Interview tips & questions
- Interviewers probe: “Why sort by start here but by end there?” — tie it to merging vs greedy activity selection.
- State the overlap condition explicitly before coding; it prevents boundary bugs.
- For meeting rooms, offer both the heap and the sweep-line approaches — it shows range.
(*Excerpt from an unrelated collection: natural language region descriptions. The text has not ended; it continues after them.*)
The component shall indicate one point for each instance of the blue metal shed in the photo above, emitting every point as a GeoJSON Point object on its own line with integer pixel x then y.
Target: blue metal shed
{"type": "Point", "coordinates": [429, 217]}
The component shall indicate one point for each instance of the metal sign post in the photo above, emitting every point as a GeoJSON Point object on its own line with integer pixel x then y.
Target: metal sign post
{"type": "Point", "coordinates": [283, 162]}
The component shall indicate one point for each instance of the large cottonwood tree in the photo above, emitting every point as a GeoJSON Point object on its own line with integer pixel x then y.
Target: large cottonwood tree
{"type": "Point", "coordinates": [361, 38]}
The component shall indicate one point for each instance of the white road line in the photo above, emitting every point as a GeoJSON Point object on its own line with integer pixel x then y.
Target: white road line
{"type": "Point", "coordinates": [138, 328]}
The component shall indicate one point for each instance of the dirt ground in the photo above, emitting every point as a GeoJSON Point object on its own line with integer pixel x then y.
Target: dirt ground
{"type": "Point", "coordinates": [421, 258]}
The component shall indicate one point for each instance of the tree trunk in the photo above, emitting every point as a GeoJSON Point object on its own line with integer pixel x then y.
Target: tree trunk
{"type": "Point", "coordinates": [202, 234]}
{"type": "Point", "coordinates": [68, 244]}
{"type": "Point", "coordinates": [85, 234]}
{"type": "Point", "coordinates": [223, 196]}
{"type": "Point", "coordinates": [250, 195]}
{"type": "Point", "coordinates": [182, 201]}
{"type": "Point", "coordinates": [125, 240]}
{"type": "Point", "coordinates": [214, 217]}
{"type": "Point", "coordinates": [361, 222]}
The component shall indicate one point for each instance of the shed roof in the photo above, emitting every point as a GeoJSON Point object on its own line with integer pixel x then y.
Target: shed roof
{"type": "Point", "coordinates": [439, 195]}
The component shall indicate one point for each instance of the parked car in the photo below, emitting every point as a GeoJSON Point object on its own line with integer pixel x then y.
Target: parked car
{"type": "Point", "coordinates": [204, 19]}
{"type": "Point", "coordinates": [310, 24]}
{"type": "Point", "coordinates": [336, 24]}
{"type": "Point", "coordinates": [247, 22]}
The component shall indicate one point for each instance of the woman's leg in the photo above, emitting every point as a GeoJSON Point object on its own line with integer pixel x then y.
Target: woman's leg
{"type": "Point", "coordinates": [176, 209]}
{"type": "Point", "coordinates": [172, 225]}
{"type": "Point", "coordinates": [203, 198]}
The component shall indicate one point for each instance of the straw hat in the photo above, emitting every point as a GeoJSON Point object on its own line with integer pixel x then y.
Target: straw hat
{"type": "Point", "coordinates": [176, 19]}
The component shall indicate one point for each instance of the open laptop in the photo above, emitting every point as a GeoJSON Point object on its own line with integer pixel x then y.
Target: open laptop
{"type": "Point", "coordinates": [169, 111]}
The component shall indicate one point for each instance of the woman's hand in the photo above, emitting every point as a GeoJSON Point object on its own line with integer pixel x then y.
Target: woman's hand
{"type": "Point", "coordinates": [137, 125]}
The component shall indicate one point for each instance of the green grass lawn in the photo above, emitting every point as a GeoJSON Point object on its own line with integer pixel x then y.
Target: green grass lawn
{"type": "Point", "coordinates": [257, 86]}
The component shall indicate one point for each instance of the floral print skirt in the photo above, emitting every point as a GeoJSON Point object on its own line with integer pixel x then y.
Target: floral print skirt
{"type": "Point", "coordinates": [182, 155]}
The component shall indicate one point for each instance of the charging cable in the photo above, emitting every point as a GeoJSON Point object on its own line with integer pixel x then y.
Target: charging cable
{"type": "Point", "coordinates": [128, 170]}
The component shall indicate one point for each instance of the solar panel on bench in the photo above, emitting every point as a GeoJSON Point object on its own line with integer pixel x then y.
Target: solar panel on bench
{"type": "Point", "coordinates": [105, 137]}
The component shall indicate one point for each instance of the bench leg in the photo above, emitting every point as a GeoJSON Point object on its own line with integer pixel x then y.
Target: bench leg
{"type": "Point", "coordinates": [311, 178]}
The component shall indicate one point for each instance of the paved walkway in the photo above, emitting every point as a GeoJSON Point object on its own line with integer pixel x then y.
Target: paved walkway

| Problem | Difficulty | Idea |
|---|---|---|
| Merge Intervals | Medium | sort by start + sweep |
| Insert Interval | Medium | three-phase sweep |
| Non-overlapping Intervals | Medium | greedy by end |
| Meeting Rooms | Easy | sort + adjacent overlap |
| Meeting Rooms II | Medium | min-heap of ends |
| Interval List Intersections | Medium | two-pointer sweep |
sort by start; for each, if (start <= lastEnd) extend else push. Greedy keep-most: sort by end; keep if start >= prevEnd. Rooms: sort by start; min-heap of ends; reuse if peek <= start.